Hilfe für Alzheimer-Patienten
 |
|
@ Fotolia
|
Geschätzte 8,6 Millionen Menschen in Europa leiden an neurodegenerativen Krankheiten, die meisten davon an der Alzheimer-Krankheit. Angesichts der steigenden Lebenserwartung ist damit zu rechnen, dass die Anzahl der Erkrankten bis 2020 deutlich zunehmen wird. Um Patienten, Familienangehörige und Pfleger sowie die nationalen Gesundheitsfürsorgesysteme zu entlasten, hat der Rat (Wettbewerbsfähigkeit) am 3. Dezember eine Initiative für die gemeinsame Planung bei der Bekämpfung dieser Krankheiten eingeleitet.
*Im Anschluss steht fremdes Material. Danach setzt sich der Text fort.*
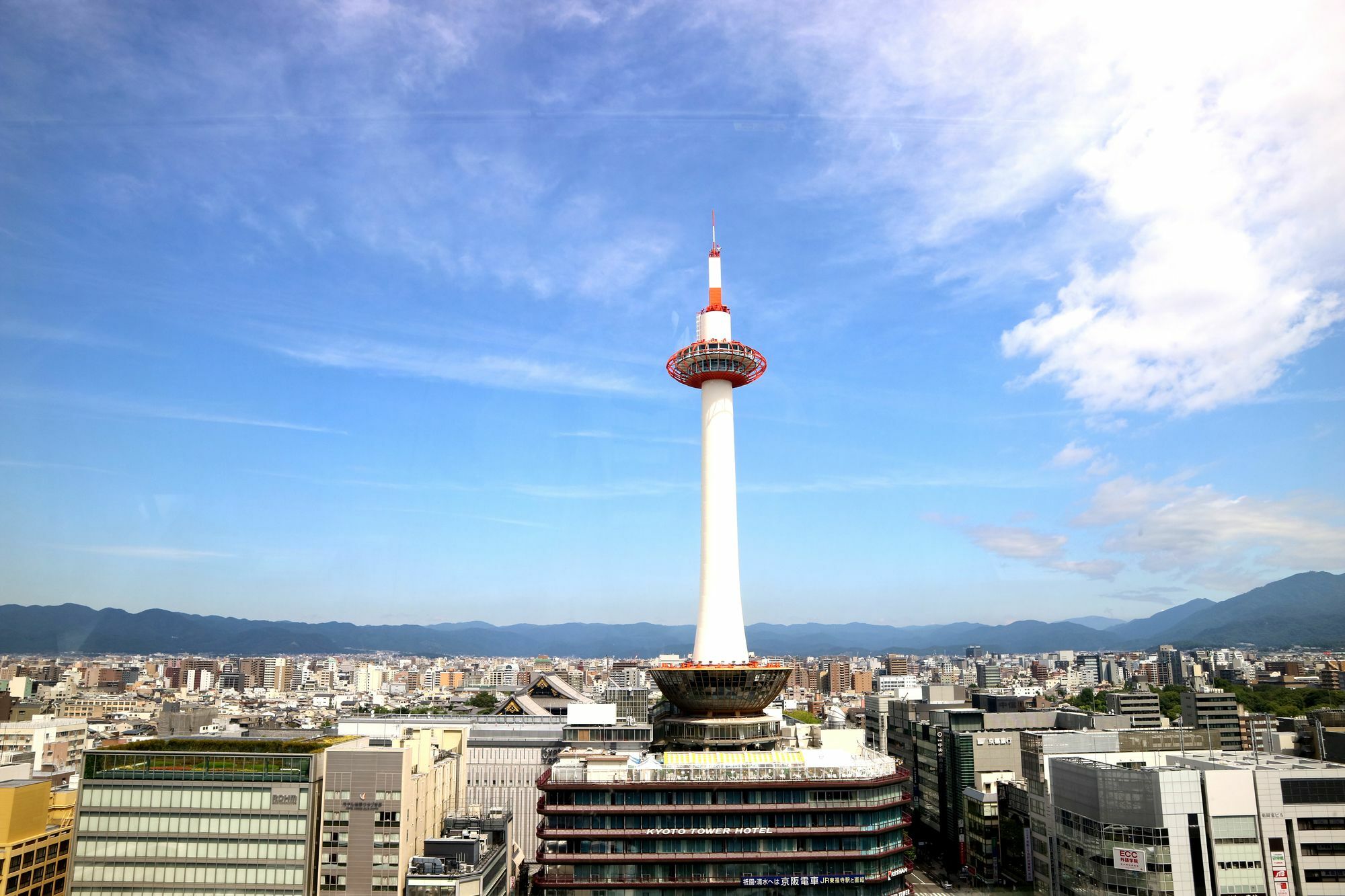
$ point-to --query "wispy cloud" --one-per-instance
(44, 333)
(622, 436)
(362, 482)
(115, 407)
(1191, 196)
(50, 464)
(599, 491)
(146, 552)
(1196, 530)
(523, 373)
(1042, 549)
(1159, 595)
(1077, 454)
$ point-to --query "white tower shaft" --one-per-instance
(720, 637)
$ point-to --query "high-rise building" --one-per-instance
(719, 806)
(56, 743)
(224, 815)
(1214, 710)
(383, 799)
(1130, 830)
(36, 825)
(1141, 705)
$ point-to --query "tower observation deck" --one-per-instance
(720, 681)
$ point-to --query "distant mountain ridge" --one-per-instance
(1307, 608)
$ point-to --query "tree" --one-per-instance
(484, 700)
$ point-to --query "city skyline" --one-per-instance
(303, 310)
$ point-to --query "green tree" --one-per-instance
(484, 700)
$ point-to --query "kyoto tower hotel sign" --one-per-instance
(720, 681)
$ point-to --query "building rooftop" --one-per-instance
(579, 766)
(229, 745)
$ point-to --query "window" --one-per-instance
(1313, 790)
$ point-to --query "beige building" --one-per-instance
(54, 743)
(383, 799)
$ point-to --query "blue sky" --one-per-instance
(360, 310)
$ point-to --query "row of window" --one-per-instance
(34, 876)
(247, 798)
(1313, 790)
(656, 845)
(50, 888)
(1323, 849)
(235, 825)
(98, 889)
(727, 797)
(264, 874)
(157, 848)
(38, 854)
(692, 872)
(871, 819)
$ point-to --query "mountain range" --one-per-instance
(1307, 608)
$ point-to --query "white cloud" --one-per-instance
(1078, 452)
(126, 408)
(145, 552)
(1179, 167)
(1214, 537)
(436, 364)
(1017, 542)
(1073, 455)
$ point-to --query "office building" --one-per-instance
(383, 799)
(1141, 705)
(200, 817)
(508, 754)
(470, 858)
(36, 826)
(56, 743)
(829, 819)
(981, 814)
(1292, 809)
(1129, 830)
(633, 704)
(1214, 710)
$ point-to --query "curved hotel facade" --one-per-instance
(718, 806)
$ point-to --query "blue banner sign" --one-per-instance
(802, 880)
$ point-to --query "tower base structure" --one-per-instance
(719, 705)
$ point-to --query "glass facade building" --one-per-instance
(778, 821)
(177, 822)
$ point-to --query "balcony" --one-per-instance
(649, 881)
(640, 833)
(779, 856)
(551, 809)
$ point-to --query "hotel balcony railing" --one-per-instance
(570, 881)
(870, 767)
(793, 856)
(621, 833)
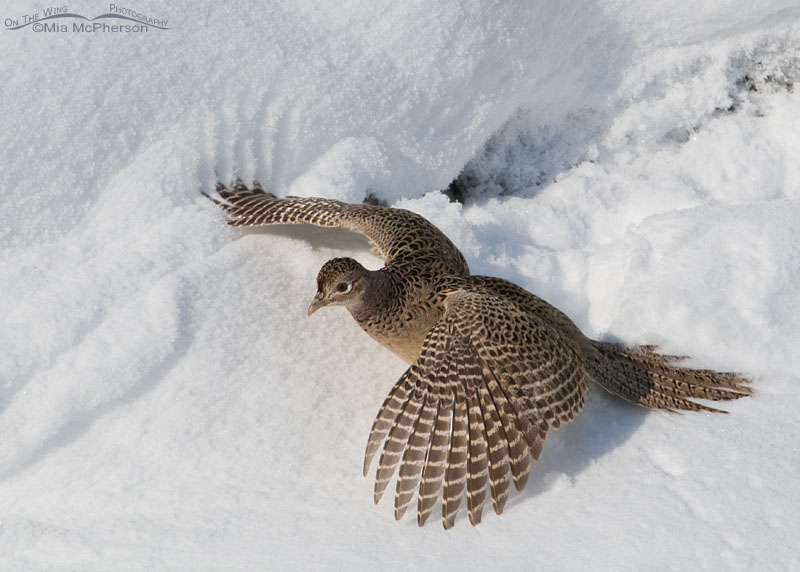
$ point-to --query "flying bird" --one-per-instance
(492, 367)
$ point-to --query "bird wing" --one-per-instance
(490, 381)
(398, 234)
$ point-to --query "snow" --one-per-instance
(166, 404)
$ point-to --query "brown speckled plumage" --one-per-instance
(492, 367)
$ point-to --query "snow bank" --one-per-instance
(166, 404)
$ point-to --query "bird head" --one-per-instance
(340, 282)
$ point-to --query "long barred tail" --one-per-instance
(642, 376)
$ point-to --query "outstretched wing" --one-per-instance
(399, 235)
(490, 381)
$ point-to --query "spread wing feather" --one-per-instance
(399, 235)
(478, 400)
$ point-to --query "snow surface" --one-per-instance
(165, 404)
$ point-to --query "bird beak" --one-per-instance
(317, 303)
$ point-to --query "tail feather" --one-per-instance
(643, 376)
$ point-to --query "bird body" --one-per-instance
(492, 367)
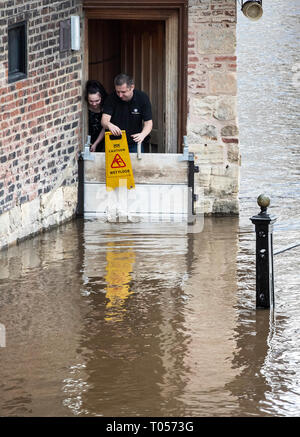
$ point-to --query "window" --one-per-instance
(17, 52)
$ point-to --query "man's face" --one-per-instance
(124, 92)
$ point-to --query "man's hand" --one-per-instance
(138, 138)
(115, 130)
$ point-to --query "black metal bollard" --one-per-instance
(80, 201)
(264, 254)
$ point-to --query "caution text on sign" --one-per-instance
(117, 162)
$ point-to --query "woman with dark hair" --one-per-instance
(95, 95)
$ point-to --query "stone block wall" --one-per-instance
(212, 87)
(40, 121)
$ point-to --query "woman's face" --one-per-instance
(94, 100)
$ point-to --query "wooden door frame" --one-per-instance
(174, 14)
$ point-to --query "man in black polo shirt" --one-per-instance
(130, 110)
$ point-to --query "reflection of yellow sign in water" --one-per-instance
(117, 162)
(118, 277)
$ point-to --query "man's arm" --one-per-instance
(98, 140)
(105, 121)
(139, 138)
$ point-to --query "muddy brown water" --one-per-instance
(103, 321)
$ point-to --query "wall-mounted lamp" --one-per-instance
(252, 9)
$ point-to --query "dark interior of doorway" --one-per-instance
(135, 47)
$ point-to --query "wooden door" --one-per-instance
(142, 56)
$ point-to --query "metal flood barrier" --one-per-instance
(164, 189)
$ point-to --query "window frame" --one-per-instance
(20, 42)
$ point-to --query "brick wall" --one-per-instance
(212, 119)
(40, 115)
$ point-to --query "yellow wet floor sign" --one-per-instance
(117, 162)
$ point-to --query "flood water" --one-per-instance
(103, 321)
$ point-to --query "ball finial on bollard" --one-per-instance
(263, 201)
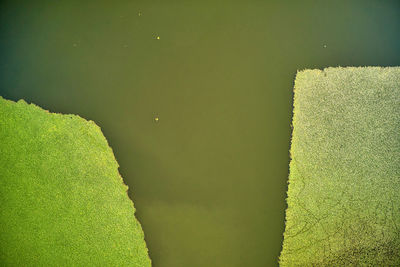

Die EU-Mitgliedstaaten haben die Notwendigkeit nationaler Pläne für den Umgang mit Alzheimer und verwandten Krankheiten erkannt. Die Auswirkungen dieser Krankheiten sind jedoch so weitreichend, dass sie nicht von einem Land allein bewältigt werden können.
Dagegen kann ein koordiniertes Vorgehen auf europäischer Ebene in Form einer gemeinsamen Planung der diesbezüglichen Forschungsarbeit dazu beitragen, dass Kompetenzen, Fachwissen und Ressourcen stärker gebündelt werden. Dies wird die Forschung im Bereich der Prävention, Diagnose und Behandlung voranbringen und Patienten und Pflegepersonal sowie die Gesellschaft insgesamt entlasten.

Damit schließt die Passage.